Maria Nordman
For a New City (Serralves Museum & A Working Farm), 2000−01−
Trees (Gingko Biloba and Cupressus Semprevirens), slate, metal, water, grass
c. 824 m2
Coll. Fundação de Serralves — Museu de Arte Contemporânea, Porto
The work of Maria Nordman (Görlitz, Germany, 1943) involves the participation of others in public space. For this reason the concept of site-specific is not sufficient to define her oeuvre. It is, rather, notion of time that is a mandatory reference in the construction of a wider concept, which the artist calls time-specific.
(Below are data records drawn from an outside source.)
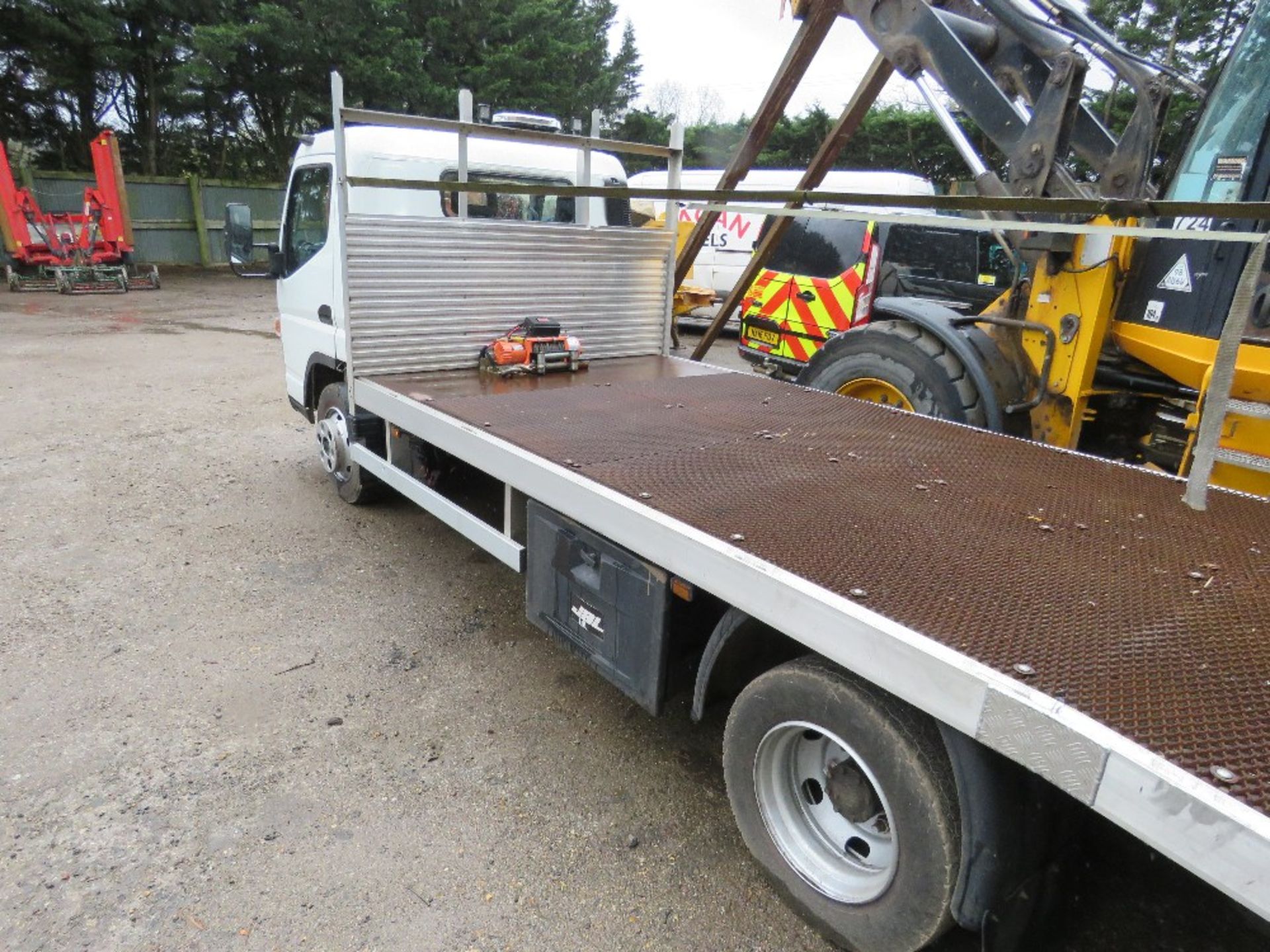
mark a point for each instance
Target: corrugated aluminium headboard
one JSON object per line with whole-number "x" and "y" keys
{"x": 427, "y": 294}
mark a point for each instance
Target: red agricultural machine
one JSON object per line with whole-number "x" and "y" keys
{"x": 73, "y": 252}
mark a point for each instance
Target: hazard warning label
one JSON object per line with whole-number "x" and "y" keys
{"x": 1177, "y": 277}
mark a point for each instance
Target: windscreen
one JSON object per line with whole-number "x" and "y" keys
{"x": 1234, "y": 122}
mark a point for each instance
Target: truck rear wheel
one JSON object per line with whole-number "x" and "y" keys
{"x": 846, "y": 797}
{"x": 332, "y": 432}
{"x": 900, "y": 365}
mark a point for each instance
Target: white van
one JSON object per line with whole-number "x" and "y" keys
{"x": 732, "y": 240}
{"x": 308, "y": 255}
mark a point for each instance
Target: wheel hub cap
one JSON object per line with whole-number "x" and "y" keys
{"x": 333, "y": 444}
{"x": 825, "y": 811}
{"x": 876, "y": 391}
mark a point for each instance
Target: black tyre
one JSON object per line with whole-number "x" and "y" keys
{"x": 332, "y": 432}
{"x": 846, "y": 797}
{"x": 900, "y": 365}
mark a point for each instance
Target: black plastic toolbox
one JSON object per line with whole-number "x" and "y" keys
{"x": 601, "y": 601}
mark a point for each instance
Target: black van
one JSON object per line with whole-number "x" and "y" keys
{"x": 826, "y": 273}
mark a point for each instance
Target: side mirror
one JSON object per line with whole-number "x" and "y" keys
{"x": 240, "y": 243}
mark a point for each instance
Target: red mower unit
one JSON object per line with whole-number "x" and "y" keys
{"x": 73, "y": 252}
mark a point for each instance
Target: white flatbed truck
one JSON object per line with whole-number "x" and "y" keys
{"x": 931, "y": 637}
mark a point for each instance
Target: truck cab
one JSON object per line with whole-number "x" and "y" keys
{"x": 308, "y": 257}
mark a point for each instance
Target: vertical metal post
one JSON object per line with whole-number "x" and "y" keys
{"x": 339, "y": 193}
{"x": 802, "y": 51}
{"x": 196, "y": 201}
{"x": 853, "y": 114}
{"x": 673, "y": 177}
{"x": 465, "y": 114}
{"x": 582, "y": 205}
{"x": 1221, "y": 380}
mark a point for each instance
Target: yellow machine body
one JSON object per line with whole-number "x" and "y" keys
{"x": 1079, "y": 303}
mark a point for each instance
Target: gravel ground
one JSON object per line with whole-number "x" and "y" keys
{"x": 237, "y": 714}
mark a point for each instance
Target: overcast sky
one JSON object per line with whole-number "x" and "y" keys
{"x": 734, "y": 48}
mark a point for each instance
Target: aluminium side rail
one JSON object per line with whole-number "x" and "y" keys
{"x": 1220, "y": 838}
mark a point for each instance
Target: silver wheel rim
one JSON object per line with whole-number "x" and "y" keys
{"x": 806, "y": 778}
{"x": 333, "y": 444}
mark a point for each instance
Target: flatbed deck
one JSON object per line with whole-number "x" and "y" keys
{"x": 1115, "y": 637}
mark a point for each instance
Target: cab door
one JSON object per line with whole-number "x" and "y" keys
{"x": 309, "y": 305}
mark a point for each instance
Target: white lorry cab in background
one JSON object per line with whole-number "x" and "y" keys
{"x": 306, "y": 258}
{"x": 730, "y": 241}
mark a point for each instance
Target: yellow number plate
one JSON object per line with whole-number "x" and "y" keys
{"x": 763, "y": 337}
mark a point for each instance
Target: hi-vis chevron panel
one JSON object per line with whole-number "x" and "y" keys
{"x": 790, "y": 317}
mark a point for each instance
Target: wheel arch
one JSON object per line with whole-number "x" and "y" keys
{"x": 740, "y": 649}
{"x": 320, "y": 371}
{"x": 992, "y": 374}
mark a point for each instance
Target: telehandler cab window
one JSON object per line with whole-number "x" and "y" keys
{"x": 501, "y": 205}
{"x": 308, "y": 214}
{"x": 1221, "y": 151}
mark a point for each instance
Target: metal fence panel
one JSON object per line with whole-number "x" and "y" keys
{"x": 163, "y": 212}
{"x": 427, "y": 294}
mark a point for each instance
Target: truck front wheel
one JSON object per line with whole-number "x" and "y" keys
{"x": 332, "y": 432}
{"x": 846, "y": 797}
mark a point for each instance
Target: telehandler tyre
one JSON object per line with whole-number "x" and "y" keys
{"x": 332, "y": 432}
{"x": 846, "y": 797}
{"x": 900, "y": 365}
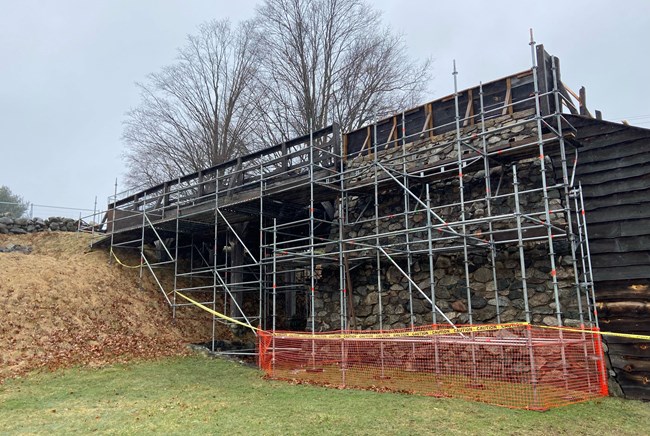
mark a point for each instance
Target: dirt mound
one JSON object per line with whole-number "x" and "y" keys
{"x": 63, "y": 304}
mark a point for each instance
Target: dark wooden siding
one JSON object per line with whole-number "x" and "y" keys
{"x": 614, "y": 169}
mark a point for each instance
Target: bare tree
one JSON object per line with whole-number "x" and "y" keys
{"x": 331, "y": 61}
{"x": 197, "y": 112}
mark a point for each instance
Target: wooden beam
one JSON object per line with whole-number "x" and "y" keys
{"x": 507, "y": 102}
{"x": 469, "y": 111}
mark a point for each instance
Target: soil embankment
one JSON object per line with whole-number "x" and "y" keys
{"x": 63, "y": 304}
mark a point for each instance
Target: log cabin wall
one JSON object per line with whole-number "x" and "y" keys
{"x": 614, "y": 170}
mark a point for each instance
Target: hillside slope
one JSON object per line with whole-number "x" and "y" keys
{"x": 63, "y": 305}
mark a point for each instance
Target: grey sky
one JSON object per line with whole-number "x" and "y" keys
{"x": 68, "y": 67}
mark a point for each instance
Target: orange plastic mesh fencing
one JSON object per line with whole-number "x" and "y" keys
{"x": 517, "y": 366}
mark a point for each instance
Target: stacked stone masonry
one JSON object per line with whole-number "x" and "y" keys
{"x": 34, "y": 225}
{"x": 397, "y": 293}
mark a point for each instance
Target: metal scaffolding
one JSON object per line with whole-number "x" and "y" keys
{"x": 253, "y": 238}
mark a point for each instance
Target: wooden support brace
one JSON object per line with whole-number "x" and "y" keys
{"x": 507, "y": 102}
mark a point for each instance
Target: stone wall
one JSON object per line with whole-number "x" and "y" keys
{"x": 33, "y": 225}
{"x": 398, "y": 295}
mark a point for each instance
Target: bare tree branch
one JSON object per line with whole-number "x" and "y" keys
{"x": 332, "y": 61}
{"x": 199, "y": 111}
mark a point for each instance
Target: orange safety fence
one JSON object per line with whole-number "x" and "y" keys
{"x": 513, "y": 365}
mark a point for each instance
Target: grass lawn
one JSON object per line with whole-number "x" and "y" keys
{"x": 199, "y": 395}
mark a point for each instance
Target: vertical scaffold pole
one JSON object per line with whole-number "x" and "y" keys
{"x": 432, "y": 279}
{"x": 375, "y": 151}
{"x": 566, "y": 209}
{"x": 112, "y": 223}
{"x": 524, "y": 283}
{"x": 547, "y": 213}
{"x": 178, "y": 211}
{"x": 590, "y": 282}
{"x": 407, "y": 237}
{"x": 275, "y": 241}
{"x": 311, "y": 232}
{"x": 543, "y": 171}
{"x": 566, "y": 190}
{"x": 144, "y": 203}
{"x": 461, "y": 189}
{"x": 261, "y": 251}
{"x": 488, "y": 205}
{"x": 214, "y": 255}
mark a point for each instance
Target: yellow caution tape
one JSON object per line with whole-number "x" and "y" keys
{"x": 217, "y": 314}
{"x": 120, "y": 262}
{"x": 417, "y": 333}
{"x": 597, "y": 332}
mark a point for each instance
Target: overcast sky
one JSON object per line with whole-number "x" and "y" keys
{"x": 68, "y": 68}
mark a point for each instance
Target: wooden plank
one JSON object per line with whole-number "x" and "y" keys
{"x": 639, "y": 210}
{"x": 617, "y": 200}
{"x": 609, "y": 188}
{"x": 616, "y": 174}
{"x": 616, "y": 150}
{"x": 621, "y": 273}
{"x": 616, "y": 229}
{"x": 630, "y": 364}
{"x": 507, "y": 102}
{"x": 605, "y": 260}
{"x": 619, "y": 163}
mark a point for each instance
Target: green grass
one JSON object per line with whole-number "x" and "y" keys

The site for For a New City (Serralves Museum & A Working Farm) was chosen in dialogue with people involved in the daily life of the institution, with people from different generations living in Porto, and with the characteristics of the space itself. In the artist’s own words the agents of the sculpture are also ‘the sun, the moon, the rain, the earth, the grass, the people, the Gingko Biloba and Cuperssus Sempervirens trees, a bath for birds and humans, and the slate’. The work consists of a table with a fountain, four slate benches and ninety-four trees forming two contiguous walkways, the space between each tree being wide enough for a person to go through. The changes resulting from climate conditions and daytime variations, immediately perceived by someone inside the piece, are overlapped by changes occurring from the growth of trees, which will happen over a much longer period and will naturally and systematically redesign the profile and structure of the sculpture. This notion of change is reflected in the artist’ dating of the work as open-ended.
For a New City (Serralves Museum & A Working Farm) was specifically conceived for the Serralves Park during Porto 2001: European Capital of Culture.